OK, Tony‘s got the great analysis of the trainwreck caused by what Federated Media is calling “the birth of conversational marketing”. He’s pointed out that this is not about the integrity of the individual bloggers involved, rather the hypocrisy and most importantly the similarity to Pay Per Post. These points seem lost on the participants and some commenters like Don Dodge who seems to be suggesting that those who see this as more than a small advertising issue are “dumb as bricks”.
I have a lot of respect for John Battelle, but I’ve also noted with skepticism his enthusiasm for bringing advertisers into “the conversation“. I’m all for advertisers and I’m all for conversations but I’m very skeptical that these “conversational marketing” campaigns can avoid diminishing the participants as the “People Ready” clearly has done.
Ironically it has been the comments of the participants more than the campaign itself that have left me concerned about who I’ve been reading. The best comments about this, by far, are coming from people like Tony and Matthew Ingram who has another post about credibility and the slippery slope of journalism becoming marketing.
Here is my comment over there:
Yes. This story has fascinated me because among other things it has brought to light the *potential huge deficiency* of having “A list bloggers” and those who help them advertise try to rule the conversation as happened in the early stages of this fiasco. This works in traditional media but it fails in blogs. That’s a *very* good thing.

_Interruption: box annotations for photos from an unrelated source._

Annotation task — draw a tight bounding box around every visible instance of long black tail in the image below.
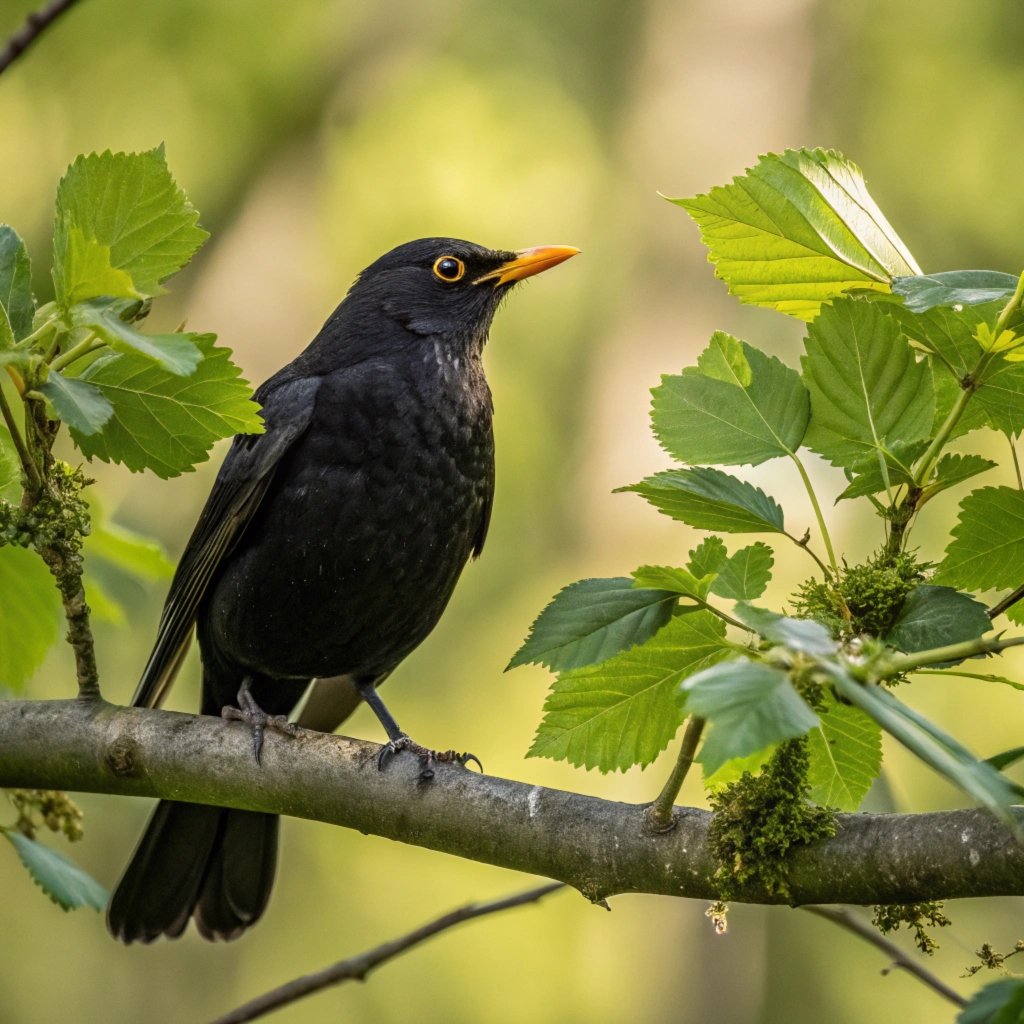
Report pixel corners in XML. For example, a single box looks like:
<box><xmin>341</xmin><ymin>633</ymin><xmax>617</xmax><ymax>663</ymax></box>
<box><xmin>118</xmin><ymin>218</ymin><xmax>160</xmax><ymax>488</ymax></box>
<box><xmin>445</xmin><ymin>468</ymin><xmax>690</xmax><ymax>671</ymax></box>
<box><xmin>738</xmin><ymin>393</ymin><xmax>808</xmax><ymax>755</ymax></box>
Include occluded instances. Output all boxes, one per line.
<box><xmin>106</xmin><ymin>800</ymin><xmax>279</xmax><ymax>943</ymax></box>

The defect is in spite of the fact that these folks are bright and very credible folks. However as you note they are *at risk* of sliding down a new and very slippery slope where money trumps honest conversation. It started to happen here and a lot of people got pissed. (IMHO Tony Hung’s got this all exactly right).
Also interesting but not surprising is that the best commentary here is coming from people who are not the A listed deal makers of Silicon Valley. Rather than whining about this they should be sending a thank you note to those who are helping to keep them off that slippery slope.
Well, I hardly expect Tony or anybody to get a thank you note, partly because Mike Arrington and John Battelle have more than credibility at stake and seem to see this as an assualt on their business models. They have a *lot* of money at stake in these things. Big money. Tens of millions from IPOs or corporate buyouts of their mini-media empires that are setting new standards in the industry.
Although I think they deserve fat paydays for all they’ve brought to the table, this fiasco has led me to wonder how much those paydays are starting to distort, disrupt, and potentially destroy the real kind of conversation that Tony talks about in the same way we’ve seen websites (including some of mine) distorted by money considerations trumping quality editorial and user concerns. Katie Couric cannot responsibly address issues surrounding “huge salaries” because she’s in that game, and it has got to be harder (I’d say almost impossible) for John Battelle to criticize Microsoft if he’s about to pitch them for a million dollar “Conversational Marketing” campaign the next day.
So where does this leave us? It’s simple:
1) Disclosure. Screw what you have said about detractors pounding sand, Arrington – disclose your conflicts *more* or suffer the monetary consequences which I predict will be severe.
2) Democracy. I’m replacing Searchblog (which has languished anyway while John was pitching FM) with Tony Hung and TechCruch with Matt Ingram.
3) I’ll be encouraging others to do the same. We need new voices. Real ones.